3: selección e identificación de clones recombinantes: Genes de resistencia a antibióticos (ampicilina y tetraciclina - el punto de inserción del ADN extraño se encuentra en el interior de la secuencia de uno de los genes de resistencia de manera que en los vectores recombinantes ese gen no es funcional, ya que su secuencia está interrumpida por el inserto de ADN extraño). Estrategia cromogénica (bacterias hospedadoras defectivas lac- y vectores que contienen un gen de resistencia al antibiótico y el gen LacZa con un polylinker en su interior - selección e identificación a la vez en un medio sólido con el antibiótico (inductor lac y sustrato X-gal), blancas: vector recombinante (lac-), azules: vector no recombinante (lac+). Proteínas fluorescentes (vectores con un gen de resistencia para la selección y un gen que codifica una proteína (GFP) fluor (polylinker) para la identificación - fluor: bacterias transformadas con plásmidos no recombinantes; no fluor: plásmidos recombinantes). Genes letales (gen de resistencia a un antibiótico (selección) y gen que codifica para una proteína letal (identificación) con un polylinker y se cultiva en un medio con el antibiótico).

Bibliotecas de ADN

Bibliotecas de ADN: es una colección de vectores recombinantes clonados cuyas secuencias de ADN extraño se han obtenido de un único organismo. Bibliotecas genómicas (vectores recombinantes clonados que incluyen el genoma completo de un organismo). Bibliotecas cromosómicas (bibliotecas de ADN construidas a partir de un único cromosoma o fracción cromosómica). Biblioteca de ADNc (a partir del ARNm de un tejido o una población celular determinada, previa transcripción inversa con una retrotranscriptasa).

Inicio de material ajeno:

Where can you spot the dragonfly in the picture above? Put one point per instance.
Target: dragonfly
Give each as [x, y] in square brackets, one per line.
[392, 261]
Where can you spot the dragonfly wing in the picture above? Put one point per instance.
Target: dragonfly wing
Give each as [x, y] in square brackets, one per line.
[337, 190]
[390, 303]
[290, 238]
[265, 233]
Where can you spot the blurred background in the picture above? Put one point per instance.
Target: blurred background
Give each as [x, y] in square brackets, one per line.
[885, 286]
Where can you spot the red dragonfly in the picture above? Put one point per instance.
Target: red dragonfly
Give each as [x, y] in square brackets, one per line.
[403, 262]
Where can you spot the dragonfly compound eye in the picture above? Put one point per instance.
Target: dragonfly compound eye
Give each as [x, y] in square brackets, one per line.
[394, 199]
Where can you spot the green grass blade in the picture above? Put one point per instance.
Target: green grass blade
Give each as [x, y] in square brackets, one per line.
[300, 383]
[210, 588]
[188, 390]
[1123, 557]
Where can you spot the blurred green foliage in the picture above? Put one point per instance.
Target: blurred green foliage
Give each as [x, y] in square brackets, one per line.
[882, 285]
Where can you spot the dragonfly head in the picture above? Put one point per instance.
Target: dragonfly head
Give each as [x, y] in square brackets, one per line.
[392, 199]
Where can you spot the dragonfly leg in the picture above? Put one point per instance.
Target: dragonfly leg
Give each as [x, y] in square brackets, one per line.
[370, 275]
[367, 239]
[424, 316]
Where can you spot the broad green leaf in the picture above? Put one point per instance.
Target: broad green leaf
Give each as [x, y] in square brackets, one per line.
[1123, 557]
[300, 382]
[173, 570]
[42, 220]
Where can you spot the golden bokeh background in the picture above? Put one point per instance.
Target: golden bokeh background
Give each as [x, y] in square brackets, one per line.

Análisis: 1: identificación del clon (técnicas de hibridación). 2: paseo cromosómico (identificación de clones que porten secuencias consecutivas). 3: secuenciación (descifrar la secuencia del ADN).

Aplicaciones

Aplicaciones: fabricación de productos terapéuticos (insulina, hormona del crecimiento, antiHb), terapia génica (tratamiento contra la inmunodeficiencia combinada grave), alimentos resistentes a plagas y herbicidas (trigo resistente al insecto barrenador), alimentos mejorados o más eficientes, control de plagas (mosquitos resistentes a la malaria).